Review: Grammar of the Greek New Testament

p.robea_.001bwA. T. Robertson’s magisterial volume on the grammar of the Greek New Testament has been utilized by teachers and students for over a century. Having been revised and expanded twice since it was initially released in 1914 (a second edition in 1915, and a third edition in 1919), A Grammar of the Greek New Testament in Light of Historical Research has firmly stood the test of time because of its comprehensive usefulness and approach to the New Testament language. The fact that Robertson’s work is today still widely recognized as one of the finest produced Greek grammars by nearly all of the experts in the field is an accomplishment of its own. Still, the real achievement here is discovered in the broad scope of the grammar itself.

First, at well over 1,400-pages, it may run the risk of being an understatement, but this volume is massive! The table of contents alone is over 40-pages, and the bibliography, while certainly outdated in many respects, is over 20-pages in length. Second, Roberson does more than provide the reader with a mere descriptive overview of the grammar of the Greek New Testament. Instead, Robertson endeavors to present the language of the New Testament in light of its development. This is a unique approach and requires a lot of groundwork to be laid, which Robertson accomplishes well in the nearly 150-page introduction and beyond. Therein, Robertson associates the language of the New Testament with the non-literary development of Koine Greek and various influences from the Semitic languages.

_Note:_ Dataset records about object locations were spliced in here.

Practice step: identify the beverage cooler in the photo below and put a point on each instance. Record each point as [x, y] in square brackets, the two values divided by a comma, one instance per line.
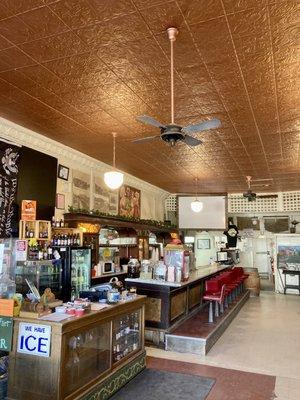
[76, 266]
[42, 273]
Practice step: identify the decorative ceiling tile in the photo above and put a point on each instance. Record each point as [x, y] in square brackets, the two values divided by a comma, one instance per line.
[77, 70]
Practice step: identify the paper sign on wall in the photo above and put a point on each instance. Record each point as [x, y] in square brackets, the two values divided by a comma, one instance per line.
[6, 307]
[6, 331]
[21, 250]
[28, 210]
[34, 339]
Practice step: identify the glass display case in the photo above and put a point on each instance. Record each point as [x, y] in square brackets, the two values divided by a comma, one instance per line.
[126, 335]
[82, 361]
[178, 256]
[42, 273]
[87, 356]
[80, 269]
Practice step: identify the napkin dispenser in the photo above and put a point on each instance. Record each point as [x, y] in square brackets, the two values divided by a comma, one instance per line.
[96, 293]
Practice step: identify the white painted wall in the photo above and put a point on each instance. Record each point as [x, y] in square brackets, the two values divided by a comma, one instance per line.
[204, 257]
[152, 197]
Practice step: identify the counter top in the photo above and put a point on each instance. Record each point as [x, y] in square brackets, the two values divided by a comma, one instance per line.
[201, 273]
[69, 323]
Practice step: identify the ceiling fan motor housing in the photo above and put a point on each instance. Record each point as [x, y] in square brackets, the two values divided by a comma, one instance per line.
[172, 134]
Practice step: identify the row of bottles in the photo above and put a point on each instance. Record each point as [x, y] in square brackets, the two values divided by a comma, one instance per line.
[30, 233]
[40, 252]
[57, 223]
[66, 240]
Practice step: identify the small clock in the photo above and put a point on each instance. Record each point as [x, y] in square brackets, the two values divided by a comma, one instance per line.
[232, 232]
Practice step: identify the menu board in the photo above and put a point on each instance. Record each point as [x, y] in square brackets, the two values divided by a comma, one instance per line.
[9, 155]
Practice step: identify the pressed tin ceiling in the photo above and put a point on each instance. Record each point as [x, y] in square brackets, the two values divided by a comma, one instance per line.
[76, 70]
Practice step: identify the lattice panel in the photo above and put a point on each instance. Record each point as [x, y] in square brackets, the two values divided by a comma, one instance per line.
[291, 201]
[238, 204]
[171, 203]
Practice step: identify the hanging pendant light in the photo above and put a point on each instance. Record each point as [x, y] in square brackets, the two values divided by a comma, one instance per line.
[114, 179]
[196, 205]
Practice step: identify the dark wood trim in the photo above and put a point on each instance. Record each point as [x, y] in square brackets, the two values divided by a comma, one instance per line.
[72, 218]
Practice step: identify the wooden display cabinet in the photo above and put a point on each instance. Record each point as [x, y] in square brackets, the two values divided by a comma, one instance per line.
[91, 357]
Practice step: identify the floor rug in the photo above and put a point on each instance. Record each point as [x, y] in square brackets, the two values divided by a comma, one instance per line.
[152, 384]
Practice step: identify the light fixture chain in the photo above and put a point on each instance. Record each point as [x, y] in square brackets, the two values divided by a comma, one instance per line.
[172, 84]
[114, 150]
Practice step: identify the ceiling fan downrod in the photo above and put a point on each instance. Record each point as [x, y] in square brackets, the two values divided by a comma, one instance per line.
[172, 33]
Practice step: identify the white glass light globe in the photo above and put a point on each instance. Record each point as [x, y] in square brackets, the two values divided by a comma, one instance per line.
[113, 179]
[196, 205]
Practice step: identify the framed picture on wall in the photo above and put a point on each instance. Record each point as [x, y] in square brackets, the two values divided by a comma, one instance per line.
[130, 201]
[203, 244]
[60, 201]
[63, 172]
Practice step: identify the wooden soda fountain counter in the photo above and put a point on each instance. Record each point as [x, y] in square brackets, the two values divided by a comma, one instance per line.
[85, 357]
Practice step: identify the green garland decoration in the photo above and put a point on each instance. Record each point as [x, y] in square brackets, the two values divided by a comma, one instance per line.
[97, 213]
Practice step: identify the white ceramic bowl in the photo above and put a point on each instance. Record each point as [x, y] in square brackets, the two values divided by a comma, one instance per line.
[61, 309]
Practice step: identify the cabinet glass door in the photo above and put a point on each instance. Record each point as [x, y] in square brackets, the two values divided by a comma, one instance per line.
[80, 269]
[126, 335]
[25, 270]
[87, 356]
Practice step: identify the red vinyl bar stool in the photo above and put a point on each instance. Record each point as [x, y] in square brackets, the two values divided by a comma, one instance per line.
[218, 298]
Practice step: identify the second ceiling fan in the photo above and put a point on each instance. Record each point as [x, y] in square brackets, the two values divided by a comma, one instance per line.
[251, 196]
[173, 133]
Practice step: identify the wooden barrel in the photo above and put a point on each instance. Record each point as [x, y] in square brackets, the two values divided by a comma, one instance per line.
[253, 281]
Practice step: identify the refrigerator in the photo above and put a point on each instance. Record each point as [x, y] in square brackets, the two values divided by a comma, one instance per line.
[42, 273]
[77, 268]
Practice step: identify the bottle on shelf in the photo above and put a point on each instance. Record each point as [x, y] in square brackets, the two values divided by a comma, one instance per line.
[49, 253]
[73, 294]
[45, 254]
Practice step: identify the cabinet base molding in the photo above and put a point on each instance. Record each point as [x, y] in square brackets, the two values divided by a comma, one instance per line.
[117, 380]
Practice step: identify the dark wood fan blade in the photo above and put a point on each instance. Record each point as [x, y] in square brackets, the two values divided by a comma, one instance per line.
[145, 139]
[202, 126]
[189, 140]
[150, 121]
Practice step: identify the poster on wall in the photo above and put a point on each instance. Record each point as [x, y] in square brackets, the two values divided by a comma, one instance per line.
[9, 155]
[105, 200]
[28, 210]
[287, 255]
[130, 201]
[81, 190]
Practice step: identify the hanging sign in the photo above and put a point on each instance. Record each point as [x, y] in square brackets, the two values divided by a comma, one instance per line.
[28, 212]
[6, 332]
[8, 185]
[34, 339]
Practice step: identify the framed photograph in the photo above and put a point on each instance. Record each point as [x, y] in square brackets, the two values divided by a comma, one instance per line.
[63, 172]
[203, 244]
[60, 201]
[130, 201]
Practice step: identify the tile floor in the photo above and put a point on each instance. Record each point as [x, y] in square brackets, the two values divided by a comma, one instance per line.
[264, 338]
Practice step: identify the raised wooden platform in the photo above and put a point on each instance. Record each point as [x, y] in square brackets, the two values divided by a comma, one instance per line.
[196, 335]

Robertson was a brilliant scholar, and the work that has gone into this volume is the unequivocal testimony to that very fact. If there is one thing that the reader will walk away with from this volume, apart from Robertson’s end goal of linguistic competence in the language of the New Testament, it is the wide-reaching knowledge and passion that Robertson displays for the New Testament and its language. As the grammar proper opens the reader is carefully escorted through mountains of explanation and examples, from word formation to declensions and the history of declensions, to syntax and figures of speech (a real high point of the volume). The volume closes with over 200-pages of index and appendix material, including additional notes and a thorough subject and Greek word index.

As an intermediate Greek student, I was able to follow along with Robertson well and found much of his observations and explanations insightful. With that said, this is an advanced grammar that is primarily going to benefit the specialists or advanced students. Of course, if you are (myself included) an intermediate student with aspirations of continuing education in the language, then Robertson is an appropriate resource to acquire. The high points in this volume are many, and I have already alluded to a few above, but for the sake of personal reflection, I really benefited from the second section of the book that dealt at length with the topic of accidence. Grasping Greek inflection is imperative to understanding the language in general, and Robertson has provided a thorough treatment of such. This section alone would be worth the investment of the book.


Few grammars of the Greek New Testament have been as impactful to the present pursuit of the study of New Testament Greek as A Grammar of the Greek New Testament in Light of Historical Research by A. T. Robertson. While modern options are certainly available and may be more appealing to many readers, the significance of Robertson’s volume cannot be overlooked because of its publication date. With that said, this is definitely an advanced grammar of the Greek New Testament, but even intermediate Greek students (myself included as mentioned above) will have much to glean from Robertson—especially his ability to ground the grammar within its historical development. While this review might run the risk of being a mere overview of Robertson’s work because of its sheer size, the reader can be assured that this volume is a must-have reference work for any serious student of the Greek New Testament.


I received a review copy of this book in exchange for and honest review. I was not required to write a positive review. The opinions I have expressed are my own. I am disclosing this in accordance with the Federal Trade Commission’s 16 CFR, Part 255: “Guides Concerning the Use of Endorsements and Testimonials in Advertising.